La segreteria regionale del sindacato si appella alla Regione e all’Asrem per trovare soluzioni in tempi brevi. “Basterebbe indire velocemente i concorsi per la stabilizzazione del personale medico e sanitario precario come avviene nelle regioni limitrofe” e procedere a “una razionale rimodulazione dei servizi dell’intera regione”.

“Preoccupazione” da parte dell’Anaao Assomed del Molise circa “il ‘silenzioso’ smantellamento dei servizi sanitari nelle strutture pubbliche della regione”. “Accampando il blocco del turnover del personale medico e sanitario, a causa del regime di rientro dal debito sanitario imposto dai ministeri competenti – sostiene la segreteria regionale del sindacato in unta nota -, senza alcun clamore, servizi essenziali per la salute della popolazione molisana vengono chiusi (o quantomeno fortemente ridotti nella loro operatività), siano essi di competenza ospedaliera oppure territoriale: diabetologia,senologia, endocrinologia, fisiopatologia respiratoria, centro ipertensione, ecografia renale ad Isernia; chirurgia vascolare a Campobasso; diabetologia e assistenza domiciliare ai malati oncologici a Larino; ortopedia ad Agnone.

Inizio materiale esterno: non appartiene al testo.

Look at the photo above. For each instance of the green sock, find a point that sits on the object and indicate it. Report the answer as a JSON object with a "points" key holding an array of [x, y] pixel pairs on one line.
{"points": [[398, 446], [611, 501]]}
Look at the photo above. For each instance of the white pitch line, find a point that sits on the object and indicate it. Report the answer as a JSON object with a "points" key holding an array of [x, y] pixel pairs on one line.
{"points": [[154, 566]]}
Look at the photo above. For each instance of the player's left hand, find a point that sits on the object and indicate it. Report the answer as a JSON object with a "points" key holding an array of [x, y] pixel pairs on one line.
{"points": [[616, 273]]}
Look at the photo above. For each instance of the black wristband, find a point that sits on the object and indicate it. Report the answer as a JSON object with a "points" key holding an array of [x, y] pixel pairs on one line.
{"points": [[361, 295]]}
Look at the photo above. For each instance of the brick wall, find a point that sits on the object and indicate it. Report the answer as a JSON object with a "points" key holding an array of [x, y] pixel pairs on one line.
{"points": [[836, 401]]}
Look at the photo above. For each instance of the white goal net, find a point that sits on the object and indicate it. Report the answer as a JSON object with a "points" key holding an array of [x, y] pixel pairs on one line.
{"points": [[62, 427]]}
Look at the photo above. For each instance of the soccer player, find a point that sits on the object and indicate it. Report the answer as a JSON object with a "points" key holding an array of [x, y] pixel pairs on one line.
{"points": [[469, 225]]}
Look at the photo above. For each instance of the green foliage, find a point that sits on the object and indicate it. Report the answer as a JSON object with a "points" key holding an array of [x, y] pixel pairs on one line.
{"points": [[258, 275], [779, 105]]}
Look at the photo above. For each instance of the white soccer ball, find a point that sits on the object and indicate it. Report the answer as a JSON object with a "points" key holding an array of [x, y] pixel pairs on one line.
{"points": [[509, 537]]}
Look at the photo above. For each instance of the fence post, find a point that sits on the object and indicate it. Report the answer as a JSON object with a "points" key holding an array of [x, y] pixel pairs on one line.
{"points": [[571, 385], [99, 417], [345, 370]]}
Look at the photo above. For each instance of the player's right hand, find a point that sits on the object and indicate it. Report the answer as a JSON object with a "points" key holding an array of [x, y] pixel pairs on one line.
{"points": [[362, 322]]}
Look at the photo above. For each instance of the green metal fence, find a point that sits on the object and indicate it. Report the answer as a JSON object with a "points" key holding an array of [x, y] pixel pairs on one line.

Per non parlare della situazione dei pronto soccorso ospedalieri che stanno patendo da mesi la noncuranza del governo regionale nonostante le gravissime criticità che emergono giorno per giorno talvolta esiziali”.

Per l’Anaao Assomed Molise i cittadini “si sentono abbandonati e costretti a rivolgersi alle strutture sanitarie private regionali ed extraregionali per vedersi riconosciuto un diritto, quella alla salute, sancito (l’unico) nella costituzione repubblicana”. E tutto ciò anche con “un aggravio economico per la popolazione in un momento storico di grandissime difficoltà economiche e anche in considerazione del fatto che il reddito medio molisano è tra i più bassi d’Italia”. “Nel frattempo, il Piano Operativo 20152018 sembra ancora di là da venire in un perdurante clima d’incertezze”.

Eppure, per l’Anaao Assomed del Molise, “la soluzione sarebbe a portata di mano: basterebbe indire velocemente i concorsi per la stabilizzazione del personale medico e sanitario precario come avviene nelle regioni limitrofe (vedi Campania anch’essa in piano di rientro) associato ad una razionale rimodulazione dei servizi, siano essi ospedalieri e territoriali, dell’intera regione”.

Il sindacato si dice quindi “pronto a fare la sua parte con governo regionale e Asrem nel rispetto dei ruoli istituzionali ricoperti. Ma occorre far presto – avverte – se si vuole che il servizio sanitario regionale rimanga in piedi offrendo risposte immediate ai bisogni sanitari della popolazione molisana pur in un’ottica complessiva di sostenibilità e capacità economica”.